Someone stole plants and damaged another Oct. 1
Gerlinde Smith, designer of Talent’s tiny park, shows Thursday where vandals removed plants. [Jamie Lusch / Mail Tribune]
Talent’s tiny jewel — dubbed the most minuscule park in the world at 374 square inches — was vandalized Oct. 1.
The culprit struck in broad daylight, stealing three of the five plants in the tiny garden, and lopping the branches off a fourth, according to a post on the Talent Garden Club’s Facebook page.
One of the park’s creators rode his bike past the park at 10 in the morning, and all was well, said Gerlinde Smith, chair of the Talent Bee City Committee and designer of the park.
“I was there at 2 in the afternoon. I go there every day to meditate, and I saw the plants were gone,” Smith said.
The plants had been dug out and the area around them smoothed out afterward, she said. The violation of the park’s intentions, and of nature itself, drove her away without meditating. Once she got home, she vented her grief by sobbing, she said.
“It has just touched the community very deeply,” she said. “We have had our collective grief, for sure. Some people are very angry. I don’t get angry; I only get a little melancholy.”
Three of the plants stolen, Lewisia, yellow-eyed grass and pussytoes, are rare native plants. They were dug out while the plant at the center of the little park, an unusual dwarf variety of mock orange (called ‘Illuminati Tower’), was stripped of its branches.
The sliced away branches could be used to propagate more of the plants, Smith said. The others were dug up as if the thief planned to replant them somewhere else.
“You know, I thought about art, how sometimes people see a piece of art and they decide rain, hail or shine they’re going to get it, even if they have to engage someone to steal it from a museum or something like that. And maybe this isn’t quite on that level, but it could be something like that, with plants of this caliber,” she said.
Her melancholy took a few days to pass, but now she has turned her attention to the future of the tiniest park in the world.
“I’ve just arrived back from Williams, where I picked up a replacement plant for the mock orange,” she said. “The people at Forestfarm Nursery are so sweet. The manager, his name is Greg, he said, ‘Don’t you charge her for the mock orange.’”
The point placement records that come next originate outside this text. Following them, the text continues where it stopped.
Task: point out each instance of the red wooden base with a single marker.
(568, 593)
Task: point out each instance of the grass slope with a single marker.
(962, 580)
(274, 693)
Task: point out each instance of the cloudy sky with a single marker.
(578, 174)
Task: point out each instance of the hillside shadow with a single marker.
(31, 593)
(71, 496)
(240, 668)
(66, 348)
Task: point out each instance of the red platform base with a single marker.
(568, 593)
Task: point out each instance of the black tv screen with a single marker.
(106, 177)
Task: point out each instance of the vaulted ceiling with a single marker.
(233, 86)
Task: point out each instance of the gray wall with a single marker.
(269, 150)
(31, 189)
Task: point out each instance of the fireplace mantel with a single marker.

The pussytoes will come from her own garden. She can divide and propagate a new plant from one of her own. Shooting Star Nursery had a Lewisia plant. The yellow-eyed-grass could not be found as a plant start, so she ordered seed and will try to propagate it herself.
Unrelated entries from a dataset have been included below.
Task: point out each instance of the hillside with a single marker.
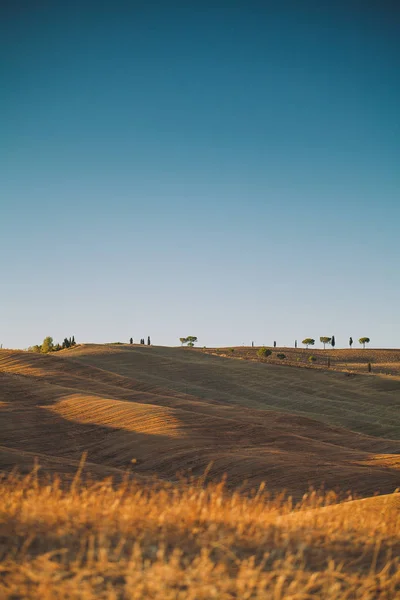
(159, 411)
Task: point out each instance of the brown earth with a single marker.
(351, 360)
(158, 411)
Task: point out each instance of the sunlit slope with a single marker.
(365, 404)
(119, 405)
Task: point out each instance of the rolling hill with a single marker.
(161, 411)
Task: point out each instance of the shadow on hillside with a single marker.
(284, 451)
Despite being native to the area, the plants are rare because they are hard to grow and are not found everywhere. The pussytoes are found only in craggy, rocky places at a little higher elevation.
In nature, the plants can make many seeds, which germinate slowly in cool soil through fall and winter, a process called “cold stratification.” Many of the seeds won’t sprout at all, making them difficult for gardeners to grow.
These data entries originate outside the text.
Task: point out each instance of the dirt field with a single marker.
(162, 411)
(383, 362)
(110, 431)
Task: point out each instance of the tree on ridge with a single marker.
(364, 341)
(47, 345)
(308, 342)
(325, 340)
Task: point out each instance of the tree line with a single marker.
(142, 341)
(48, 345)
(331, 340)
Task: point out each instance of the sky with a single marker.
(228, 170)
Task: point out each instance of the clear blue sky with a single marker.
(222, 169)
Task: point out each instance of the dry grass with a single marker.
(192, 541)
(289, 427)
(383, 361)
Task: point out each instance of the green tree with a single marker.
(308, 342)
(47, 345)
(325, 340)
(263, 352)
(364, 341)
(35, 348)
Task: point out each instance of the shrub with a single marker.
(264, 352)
“The yellow-eyed grass is tough to propagate, but I have some experience with tough plants, so I don’t shy away,” she said.
The plants will not be replaced until a security camera is installed, Smith said.
The timeline is not known yet, but Smith was confident that Talent Mayor Darby Ayers-Flood and Public Works Director Bret Marshall are dedicated to restoring the tiny park as soon as possible.
Ayers-Flood referred to the theft as “a senseless violation.”
“It is particularly hard to understand when someone stomps on a delightful offering for the whole community. We are fortunate to have people like Gerlinde Smith, who loves Talent so much she is willing to try again,” Ayers-Flood said.
“Sooner or later it always comes back to whoever committed any kind of misdeed,” Smith said. “I don’t think people ever get away with that.”
Blue Heron Park in Phoenix, which was restored last year after being destroyed by the Almeda Fire, had Lewisia plants stolen too, said Smith, who also helped design that park.
Talent’s newest park was inspired by Portland’s tiny park, which held the title of “tiniest park” through the “Guinness Book of World Records“ since the 1970s. Ayers-Flood approached the Talent Bee City Committee last year and asked whether a tinier park was possible.
The park is a hexagon, inspired by the shape of honeycombs in beehives, and all the plants inside were carefully chosen to feed and attract pollinators. Talent was the second Bee City in the United States, a distinction available to cities devoted to conserving shrinking pollinator species.